Exchange Server 2013 : Defining a Highly Available Messaging Solution - Defining the Cost of Downtime, Planning for Failure

11/19/2013 6:46:39 PM

1. Defining the Cost of Downtime

Defining the cost of downtime may appear to be an emotional measure, and it may seem somewhat intangible. In this section, we will look at turning some of the intangibles back into definable measures.

Often the actual cost of downtime may be difficult to measure without an understanding of the business in question and how the services provided by Exchange fit into the processes deemed mission critical. We will examine a number of examples of businesses in different vertical markets:

A financial brokerage may email customers throughout the day about stock evaluations. Customers may then interact with brokers, giving instructions to buy or sell.
A law firm may use email to receive instructions from its clients, send and receive documents for approval, and store and file email. While legal representatives are in court, they may call on their colleagues to forward urgent documentation or correspondence via email to their phones, tablets, or laptops.
Retailers nowadays conduct much of their business online. Customers order products online and are notified via email about the progress of their shipments. If the products ordered are perishable, deliveries may be time-critical.

Each of these businesses has a critical path enabled by email and an average cost or value associated with it. For example, if an average day's worth of transactions is $500,000, and this amount represents 1,000 transactions, the average transaction value is easily calculated as $500. The financial transaction may have multiple email interactions associated with it, so there is little point in trying to calculate the average cost of an email. If the bulk of the transactions are occurring over a 10-hour period, and assuming that customers' transactions occur evenly throughout the day, then each hour's transactions may be worth $50,000.

Continuing with our example, assuming a two-hour outage during which email-based transactions cannot occur, the business may face a loss of at least $100,000. Very often, however, this represents only the tip of the iceberg in terms of financial losses, because the damage to the business's reputation may multiply this number in terms of transactions that will not occur in the future. That is, customers may elect to move their business to another company that they deem is more reliable. This is particularly prevalent in the retail, online, and premium brand segments.

If email is part of the critical transaction path, then the hourly cost of the workers who are attempting to facilitate the transaction, as well as in-house or third-party personnel who are endeavoring to rectify the failure, are added to the cost of the downtime. With this in mind, we are able to measure in part some of the more tangible losses accrued to downtime. We say “in part” because reputational and confidence losses may cascade for months or even years to come. In the following equation, we include the percentage impact, since rarely is the outage 100 percent, with the exception of an actual disaster, of course.

lost revenue = (gross revenue/business hours) × percentage impact × hours of outage

cost of the outage = personnel costs + lost revenue + new equipment

From these equations, we are able to compute a value.
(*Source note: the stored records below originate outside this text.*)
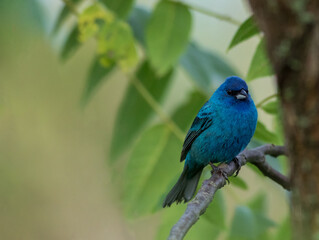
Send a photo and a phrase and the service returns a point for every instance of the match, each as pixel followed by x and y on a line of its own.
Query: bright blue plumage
pixel 221 130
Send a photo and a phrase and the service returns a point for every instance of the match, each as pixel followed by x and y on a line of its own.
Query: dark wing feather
pixel 199 125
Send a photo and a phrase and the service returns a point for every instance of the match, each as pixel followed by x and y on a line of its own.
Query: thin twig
pixel 211 13
pixel 207 191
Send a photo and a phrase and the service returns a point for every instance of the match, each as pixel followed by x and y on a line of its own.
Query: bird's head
pixel 233 90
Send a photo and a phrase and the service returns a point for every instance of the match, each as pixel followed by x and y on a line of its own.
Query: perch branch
pixel 207 191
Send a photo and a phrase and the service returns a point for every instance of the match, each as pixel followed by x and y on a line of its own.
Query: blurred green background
pixel 55 180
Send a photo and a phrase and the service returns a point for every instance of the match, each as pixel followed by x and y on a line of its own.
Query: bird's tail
pixel 184 189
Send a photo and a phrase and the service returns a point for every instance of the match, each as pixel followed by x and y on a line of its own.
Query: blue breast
pixel 229 134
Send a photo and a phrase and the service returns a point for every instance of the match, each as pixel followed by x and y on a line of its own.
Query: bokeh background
pixel 55 180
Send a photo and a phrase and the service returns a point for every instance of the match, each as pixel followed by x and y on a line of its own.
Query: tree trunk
pixel 291 29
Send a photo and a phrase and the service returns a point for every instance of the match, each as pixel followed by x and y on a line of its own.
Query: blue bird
pixel 222 129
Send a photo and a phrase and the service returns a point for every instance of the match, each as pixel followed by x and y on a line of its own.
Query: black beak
pixel 242 95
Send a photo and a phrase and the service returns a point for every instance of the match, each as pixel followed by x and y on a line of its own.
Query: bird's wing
pixel 202 121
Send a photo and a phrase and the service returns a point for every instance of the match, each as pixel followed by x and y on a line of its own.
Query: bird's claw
pixel 238 166
pixel 220 171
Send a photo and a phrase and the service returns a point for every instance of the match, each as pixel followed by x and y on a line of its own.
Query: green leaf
pixel 186 113
pixel 207 69
pixel 216 212
pixel 284 231
pixel 243 225
pixel 64 14
pixel 71 44
pixel 150 197
pixel 167 34
pixel 135 111
pixel 96 74
pixel 138 20
pixel 152 158
pixel 263 134
pixel 271 107
pixel 259 203
pixel 114 37
pixel 245 31
pixel 238 182
pixel 120 7
pixel 259 66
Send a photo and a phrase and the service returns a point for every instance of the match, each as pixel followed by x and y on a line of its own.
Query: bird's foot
pixel 236 161
pixel 220 171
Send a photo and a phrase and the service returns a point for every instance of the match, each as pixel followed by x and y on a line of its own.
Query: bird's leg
pixel 219 170
pixel 236 161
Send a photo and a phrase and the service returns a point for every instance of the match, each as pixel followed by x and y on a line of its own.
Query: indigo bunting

It is worth restating, however, that this value may represent only a portion of the total attributable loss due to confidence and reputational loss.

A bank may argue that email is a non-mission-critical system, since the equipment and software required to process transactions during the day are represented via mainframes and traditional banking systems. Nonetheless, confidence loss comes into play here as well. Since email is ubiquitous, no bank is immune from the confidence loss, which may occur if its customers or partners are unable to email for two or three days at a time. This time frame is quite realistic when faced with even a small outage without redundancy in place.

2. Planning for Failure

Failure of systems or components is inevitable. However, you will be better able to plan for failure as you come to understand that failure is not a random event by which to be taken by surprise. Rather, it should be a carefully planned scenario. We will use drives as our topic for discussion of failure, because there will be more drives in your deployment than there are servers, racks, or cooling units. Nevertheless, the logic presented here applies equally to all of these components.
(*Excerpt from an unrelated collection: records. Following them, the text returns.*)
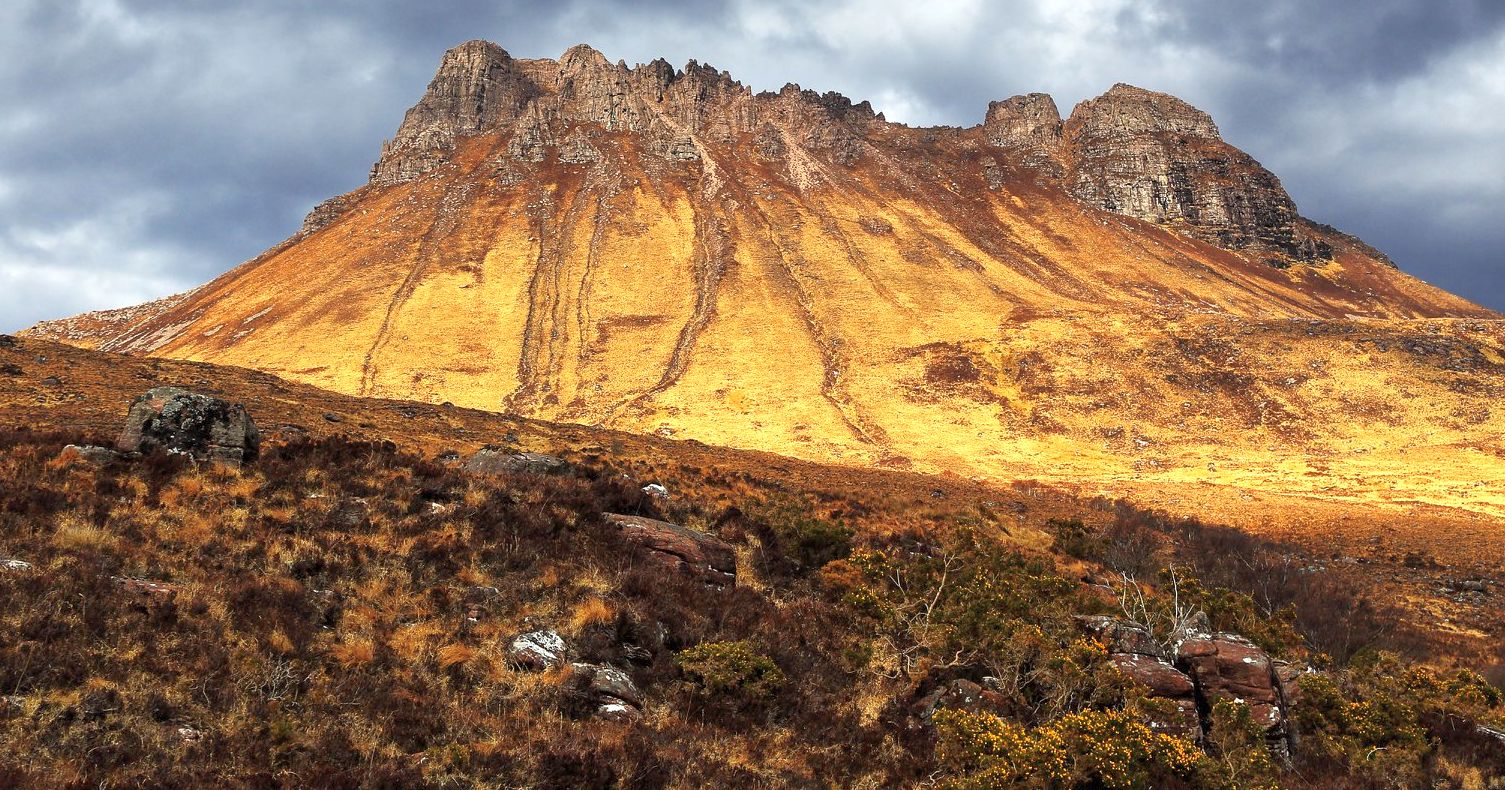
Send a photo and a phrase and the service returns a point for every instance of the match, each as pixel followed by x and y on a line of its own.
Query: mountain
pixel 1118 300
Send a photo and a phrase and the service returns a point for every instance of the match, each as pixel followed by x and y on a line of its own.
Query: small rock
pixel 608 691
pixel 349 513
pixel 679 548
pixel 538 650
pixel 146 589
pixel 492 461
pixel 89 453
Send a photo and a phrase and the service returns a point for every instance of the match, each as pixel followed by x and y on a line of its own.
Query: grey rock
pixel 679 549
pixel 507 462
pixel 538 650
pixel 196 425
pixel 1153 157
pixel 91 453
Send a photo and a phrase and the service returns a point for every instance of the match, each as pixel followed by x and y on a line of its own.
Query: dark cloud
pixel 149 145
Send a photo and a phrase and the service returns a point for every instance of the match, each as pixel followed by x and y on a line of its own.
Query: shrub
pixel 1093 748
pixel 799 534
pixel 730 670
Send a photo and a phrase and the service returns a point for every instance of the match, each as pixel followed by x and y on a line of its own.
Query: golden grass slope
pixel 930 307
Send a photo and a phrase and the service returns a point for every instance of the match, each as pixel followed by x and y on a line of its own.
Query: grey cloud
pixel 149 145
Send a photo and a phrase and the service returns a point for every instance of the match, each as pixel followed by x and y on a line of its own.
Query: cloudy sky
pixel 149 145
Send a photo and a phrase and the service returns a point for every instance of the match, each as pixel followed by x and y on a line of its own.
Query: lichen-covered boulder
pixel 538 650
pixel 1171 694
pixel 1228 667
pixel 197 425
pixel 607 691
pixel 681 549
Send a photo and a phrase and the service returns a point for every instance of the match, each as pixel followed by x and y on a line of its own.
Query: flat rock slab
pixel 681 548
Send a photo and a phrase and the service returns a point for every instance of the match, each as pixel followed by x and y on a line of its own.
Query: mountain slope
pixel 1118 298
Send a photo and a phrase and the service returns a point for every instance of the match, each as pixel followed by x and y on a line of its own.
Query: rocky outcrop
pixel 605 691
pixel 1153 157
pixel 681 549
pixel 489 461
pixel 538 650
pixel 1233 668
pixel 181 422
pixel 1185 676
pixel 541 106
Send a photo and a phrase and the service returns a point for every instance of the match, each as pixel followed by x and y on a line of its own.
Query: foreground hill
pixel 352 607
pixel 1117 301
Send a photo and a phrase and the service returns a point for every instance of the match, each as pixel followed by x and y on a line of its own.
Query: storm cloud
pixel 148 145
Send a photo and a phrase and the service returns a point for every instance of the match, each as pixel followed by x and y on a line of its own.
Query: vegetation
pixel 337 614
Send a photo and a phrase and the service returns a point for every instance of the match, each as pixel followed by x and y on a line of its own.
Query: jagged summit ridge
pixel 1131 151
pixel 479 88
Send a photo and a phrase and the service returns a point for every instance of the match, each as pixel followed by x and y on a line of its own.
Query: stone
pixel 679 549
pixel 607 691
pixel 1228 667
pixel 541 106
pixel 1120 637
pixel 89 453
pixel 182 422
pixel 538 650
pixel 1171 692
pixel 146 589
pixel 1156 158
pixel 507 462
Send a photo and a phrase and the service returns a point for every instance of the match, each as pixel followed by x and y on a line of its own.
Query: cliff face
pixel 480 88
pixel 1129 151
pixel 1158 158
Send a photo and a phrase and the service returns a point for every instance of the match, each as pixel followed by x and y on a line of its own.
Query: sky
pixel 149 145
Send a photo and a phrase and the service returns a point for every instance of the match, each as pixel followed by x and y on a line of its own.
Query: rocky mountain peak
pixel 1024 122
pixel 1129 110
pixel 1131 151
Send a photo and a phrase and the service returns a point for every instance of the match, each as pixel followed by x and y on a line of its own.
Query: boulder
pixel 506 462
pixel 89 453
pixel 681 549
pixel 960 695
pixel 1170 689
pixel 1228 667
pixel 607 691
pixel 1120 637
pixel 538 650
pixel 190 423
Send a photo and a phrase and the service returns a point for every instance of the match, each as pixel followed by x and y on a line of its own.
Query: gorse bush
pixel 792 531
pixel 339 614
pixel 730 670
pixel 1094 748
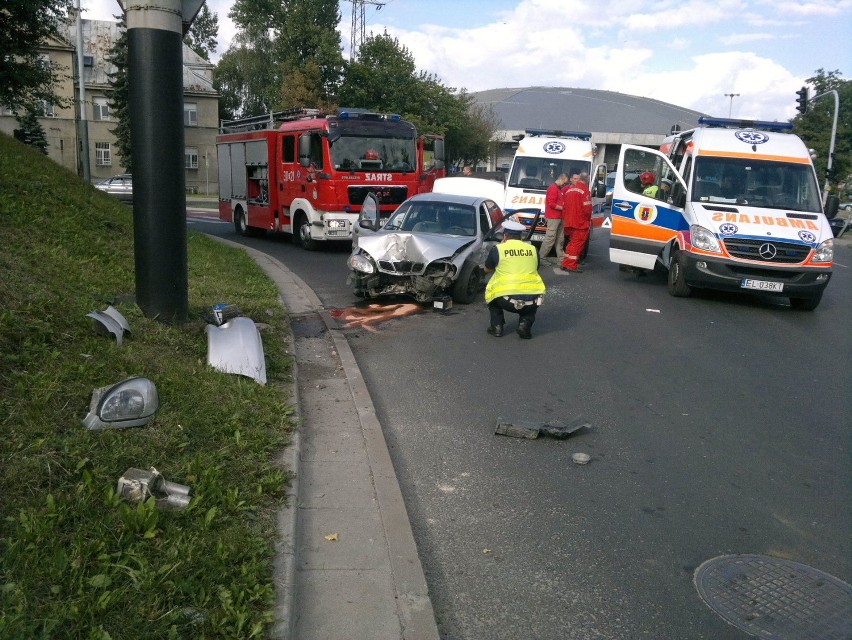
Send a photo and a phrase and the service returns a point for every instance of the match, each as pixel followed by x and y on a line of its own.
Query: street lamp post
pixel 731 105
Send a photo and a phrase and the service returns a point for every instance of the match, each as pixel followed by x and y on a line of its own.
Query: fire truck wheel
pixel 303 233
pixel 677 276
pixel 240 222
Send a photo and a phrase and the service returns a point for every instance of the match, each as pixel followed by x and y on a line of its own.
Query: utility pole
pixel 155 30
pixel 83 123
pixel 731 105
pixel 357 36
pixel 829 171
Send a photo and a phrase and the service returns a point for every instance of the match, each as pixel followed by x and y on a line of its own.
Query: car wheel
pixel 468 284
pixel 303 233
pixel 806 304
pixel 677 276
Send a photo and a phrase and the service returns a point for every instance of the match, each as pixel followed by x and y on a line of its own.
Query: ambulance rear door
pixel 645 218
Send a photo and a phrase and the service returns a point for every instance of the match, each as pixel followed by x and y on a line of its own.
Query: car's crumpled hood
pixel 416 247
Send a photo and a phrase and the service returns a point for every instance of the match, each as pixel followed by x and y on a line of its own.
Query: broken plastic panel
pixel 110 321
pixel 139 485
pixel 235 347
pixel 131 403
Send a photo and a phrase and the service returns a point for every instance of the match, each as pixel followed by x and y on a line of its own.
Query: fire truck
pixel 306 173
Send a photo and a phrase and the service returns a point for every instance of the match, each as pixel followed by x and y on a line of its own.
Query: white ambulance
pixel 732 205
pixel 539 159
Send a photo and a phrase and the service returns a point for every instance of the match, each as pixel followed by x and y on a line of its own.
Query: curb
pixel 412 602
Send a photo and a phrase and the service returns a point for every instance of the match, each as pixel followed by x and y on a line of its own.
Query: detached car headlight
pixel 704 239
pixel 824 252
pixel 360 262
pixel 131 403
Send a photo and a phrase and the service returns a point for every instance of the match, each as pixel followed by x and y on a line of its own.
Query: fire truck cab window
pixel 288 149
pixel 316 151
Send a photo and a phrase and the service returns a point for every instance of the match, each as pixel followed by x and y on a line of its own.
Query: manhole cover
pixel 779 599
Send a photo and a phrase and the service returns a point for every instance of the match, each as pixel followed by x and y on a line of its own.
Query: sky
pixel 690 53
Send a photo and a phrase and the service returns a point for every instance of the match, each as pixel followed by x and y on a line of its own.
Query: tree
pixel 246 80
pixel 814 127
pixel 119 96
pixel 25 25
pixel 293 48
pixel 384 78
pixel 203 33
pixel 309 43
pixel 31 131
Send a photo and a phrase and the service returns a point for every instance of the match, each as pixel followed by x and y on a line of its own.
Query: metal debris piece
pixel 139 485
pixel 581 458
pixel 561 430
pixel 518 429
pixel 442 303
pixel 110 321
pixel 531 430
pixel 219 314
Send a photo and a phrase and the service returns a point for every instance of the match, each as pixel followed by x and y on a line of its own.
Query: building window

Hardware components have a published annual failure rate (AFR), which is simply the rate at which the component is expected to fail. One hundred SATA drives assembled in a system will suffer an approximate failure rate of 5 percent. Does that mean that for every 100 drives, we need to keep 5 spares available on a shelf? Not quite. It does, however, lead us down the road of planning for failure, as we consider factors such as database distribution within a database availability group (DAG) or how many servers to deploy in order to satisfy a services dependency.

Earlier, we defined total availability as the product of component availability. However, you will recall that the three components with an availability of 99.9 percent had a total availability of only 99.7 percent. A similar mathematical model is available when we add multiple components to a given system.

The logic used for calculating the probability of failure when using identical components is to take the probability of failure of the component and calculate to the power, as opposed to the product. The probability of failure of a system consisting of several identical redundant components is a product of the probabilities of failure of each component. Because all probabilities are identical, the product becomes a power:

P(n) = P × P × . . . × P = Pⁿ

The difference between the availability and probability of failure is that in the first case, each component must be available in order for the entire system to be available, whereas in the second case, each component must fail in order for the entire system to fail. We will use probability of failure of identical SATA drives to demonstrate this principle.

Remembering that SATA drives have an expected failure rate of 5 percent, the first drive has a probability of failure of 5 percent, P₁ = P = 5%. In other words, the probability of one drive failing (P1) is the same as the overall probability of failure (P₁ = P), which we know is 5 percent, thus P₁ = P = 5%.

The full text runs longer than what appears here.